At last week's commission meeting, members held a discussion on allowing township residents to keep chickens, given certain requirements, in their backyards. The conversation began after residents visited the commission in previous months to request the right to keep chickens as pets and for fresh eggs, and it appears likely that the commission will consider an ordinance come their March 20th meeting.
According to chair Wes Wolf, commission members agreed that the following requirements were fitting:
- A maximum of six chickens per lot less than 5 acres
- A minimum lot area of 1/2 acre
- A minimum 25-foot property line setback for pens and coops
- A minimum coop size of 3 sq. ft. per chicken
- A minimum pen area of 10 sq. ft. per chicken
- Various requirements for disposal of waste and composting
Current township zoning code requires five acres of land to raise livestock, including chickens.
Code Enforcement Director Rick Barton said that three homeowners have applied to the Zoning Hearing Board for exceptions in recent years, all of which were granted. A home on the 400 block of Bellaire Avenue was granted permission to keep seven chickens on a 1.38-acre lot, a home on the 300 block of Camp Hill Road to keep five chickens on .6 acres, and a home on Lindenwold Terrace to keep six chickens on .59 acres.
None of the exceptions allowed for roosters. In addition, a home on the 600 block of Susquehanna Road was cited in February 2010 for keeping 17 chicken and 12 ducks on 1.61-acre lot.
A report prepared by Barton also examined nearby municipalities and their bird laws. In Abington and Upper Gwynedd, the keeping of livestock is limited to lots of at least three acres.
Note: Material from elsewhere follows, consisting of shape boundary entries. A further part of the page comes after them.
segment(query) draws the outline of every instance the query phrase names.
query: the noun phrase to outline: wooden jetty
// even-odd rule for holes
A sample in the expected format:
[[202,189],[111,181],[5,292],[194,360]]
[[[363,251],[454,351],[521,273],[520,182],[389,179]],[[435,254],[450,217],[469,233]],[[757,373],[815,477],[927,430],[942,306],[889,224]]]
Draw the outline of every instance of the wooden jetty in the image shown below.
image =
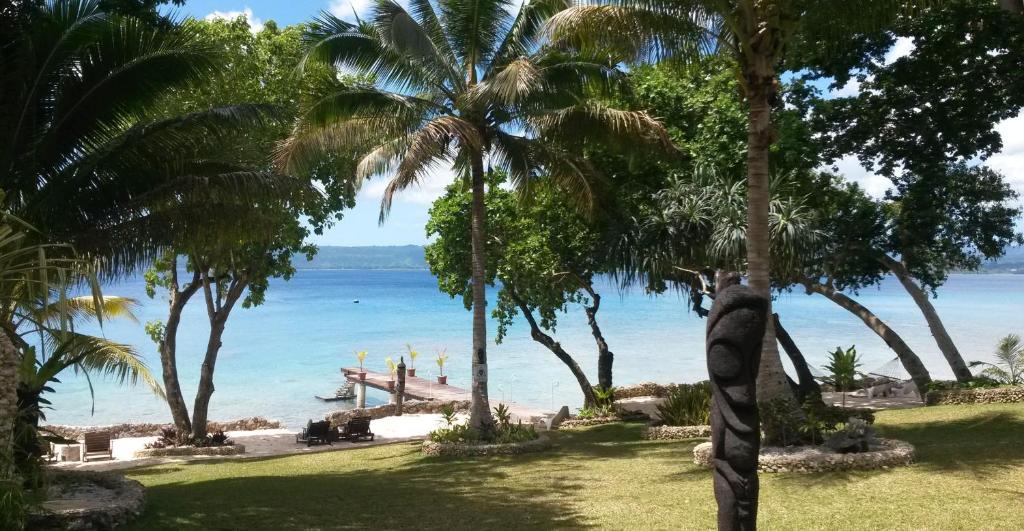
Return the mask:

In Whitemarsh township, there are no limitations on the number of chickens, but each must be provided appropriate space.
The report also cited a study from Pennsylvania State University that stated most municipalities allow for 4-6 chickens. However, Barton wrote that the study's requirements for coop size, based on a ratio with the weight of each chicken, would probably not make it into the township's proposed ordiance.
"The area standards for indoor quarters and outdoor fenced areas are based on the body weight of the chickens," Barton wrote. "It is not a practical standard for enforcement."
A model ordinance is being prepared by township employees and will likely appear before the Planning Commission on March 20th. If passed, it will then appear before the Board of Commissioners for adoption.